Inexperienced running backs look to prove people wrong


Ryan Young/Iowa State Daily

Redshirt sophomore running back Tyler Brown breaks free during a drill on the first day of spring practice back in March. Brown is currently the most experienced running back on the team with 24 career carries.

Ryan Young

Last season, ISU football and its run game didn’t quite make it up to standard.

The Cyclones rushed for a season total 1,489 yards, about half as much as their opponents last year. In fact, they averaged less than four yards per rushing attempt.

This season, though, it’s essentially an entirely new group in the backfield. Redshirt sophomore Tyler Brown is the only running back on the team with experience, but he only has 24 total carries under his belt.

With so little experience at his disposal, running back coach Louis Ayeni already knows that the running backs have a lot to prove.

“Everybody’s told them you can’t, won’t, never will be right now, so they’ve got something on their shoulder,” Ayeni said. “This group as a unit has something to prove, and every single day we have to show that we can live up to the expectations of a big 12 running back.”

The doubt surrounding the position hasn’t hindered the position group’s mindset, though.
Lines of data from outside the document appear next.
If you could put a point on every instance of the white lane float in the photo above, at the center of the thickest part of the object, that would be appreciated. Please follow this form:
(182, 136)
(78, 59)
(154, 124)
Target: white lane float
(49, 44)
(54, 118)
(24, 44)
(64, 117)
In fact, it seems to have given them a little extra motivation.

“They say we’re young and inexperienced and all that, but really I think we have the talent,” said redshirt freshman Mike Warren. “Nobody knows what we can do yet, but we just have to show it to them and prove that we work hard and we’ve come a long way.”

Both ISU head coach Paul Rhoads and several players have talked about improving communication between position groups as a main focus of fall camp. The running backs are no exception.

Ayeni said that his guys have been interacting a lot more with the offensive line, whether it’s on the field, in the film room or outside of the game.

“All great running games, just like a great marriage, they’ve got great communication,” Ayeni said. “When you marry those two together, we’ve got to have great communication, we’ve got to be together, we have to do a lot of things together. I think as we do that and as we gel, we’ll only get better.”

The players say they can see a difference, too. Brown said that they are working not only for themselves, but to make it easier on the offensive line as well, something that he hopes will improve the run game drastically.

“It definitely helps us to get on the same page right now,” Brown said. “We’re telling them what we need and want done, and were also trying to transition into what they want done.”

Ayeni said that both Brown and Warren have been taking similar reps at practice, with neither really taking a lead on the depth chart. He said he plans for both of them to see the field on game day, and needs them to each have a ‘starters-mentality.’

Freshman Joshua Thomas is starting to impress coaches, too. Coming from Buford, Georgia, a suburb northeast of Atlanta, Thomas was a three-star recruit out of high school.

And while coaches see potential out of Thomas, they say he isn’t quite there yet.

“Joshua Thomas is one that still needs to learn, and that’s okay because he’s a true freshman,” Rhoads said. “Not every one of them will step on campus and have that kind of fifth year or third year work ethic mentality. He comes from a great high school program and [is a] four time state champion, but this level is always different.”

But whether it’s Brown, Warren or even Thomas in the backfield for that first game at Jack Trice Stadium on Sept. 5, Ayeni said it doesn’t matter. He is just focused on consistent improvement.

“Every single day, we’re trying to get those guys to just be consistent, just keep working hard, get a little bit better every day,” Ayeni said. “And when it’s all said and done, come September 5th and throughout the season, you guys will be happy with the product.”